Reviewing Alternative Explanations
Non-discrimination attempts to explain these results are hard to imagine. The differences are not down to a lack of screening between stages, differences in the hiring process, differences in measured skills, superior alternative options for those who don’t belong to disadvantaged castes, bargaining, public sector competition, differences in preferred job characteristics, or delaying the desire to discriminate.
If anyone would like to propose some unmentioned or unaddressed alternatives, I’m all ears, I just don’t see any that can explain this large of a result.
I am reasonably confident that there was harmful taste-based discrimination against members of disadvantaged castes in an elite Indian college’s job fair.
Our One Tool
We have one unbiased and objective tool for indicating whether an employee will do a good job and it’s testing. The other options contain varying degrees of bias, unreliability, and subjectivity. That is why all alternatives to testing are morally and pragmatically inferior and their usage can easily result in de facto discrimination and compromised prediction.
As noted in Footnote 1, there have been attempts to gerrymander the results of tests. People don’t like that they portray the capabilities of different groups accurately, revealing job-relevant differences in performance between them. These attempts can readily result in bias and compromised validity, harming employers and incentivizing discrimination. For example, if the transition to “Pass/Fail” for the Step 1 United Stated Medical Licensing Examination portends the same change for each subsequent step in the examinations, the case for discriminating against African American doctors will be very powerful.
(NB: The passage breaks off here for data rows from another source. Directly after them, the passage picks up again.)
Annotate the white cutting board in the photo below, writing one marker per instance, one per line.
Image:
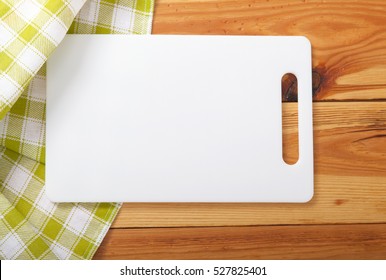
(175, 119)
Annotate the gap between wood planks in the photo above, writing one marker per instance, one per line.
(356, 241)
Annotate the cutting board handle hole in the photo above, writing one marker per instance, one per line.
(290, 122)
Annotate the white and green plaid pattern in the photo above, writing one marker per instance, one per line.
(32, 227)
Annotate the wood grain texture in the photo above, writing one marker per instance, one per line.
(349, 64)
(348, 37)
(350, 178)
(264, 242)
Affirmative action already makes that case; affirmative action by other means just makes it stronger.
Some people try to denigrate tests as things that some group or another has had more of a chance to prepare for, with results thus indicating that group’s ability less and generally biasing test results in favor of those with high levels of socioeconomic status.11 The effects of preparation generally aren’t large enough to make that true, and while retesting has considerable benefits, it usually doesn’t matter in the world of work. Moreover, there really isn’t that much class bias in the availability of opportunities to prepare for tests or to retest when that option is available.
If the types of preparation people engaged in were things like exact preparation via memorizing scoring topics and rubrics for essays or practicing the rules of figural matrices, that would be a different matter. Since that is not usually the world we live in, it shouldn’t be considered worrying. When that possibility does crop up, it’s usually only true for school-based achievement tests12 or in organizations like Mensa.
I do not believe that the people making the case against testing on the basis of allegedly unequal test preparation and retesting opportunities are usually engaged in making a good faith argument. After all, the alternatives are all worse, so their argument amounts to a proposal to have selection processes that are actually verifiably biased in favor of the wealthy and the unqualified.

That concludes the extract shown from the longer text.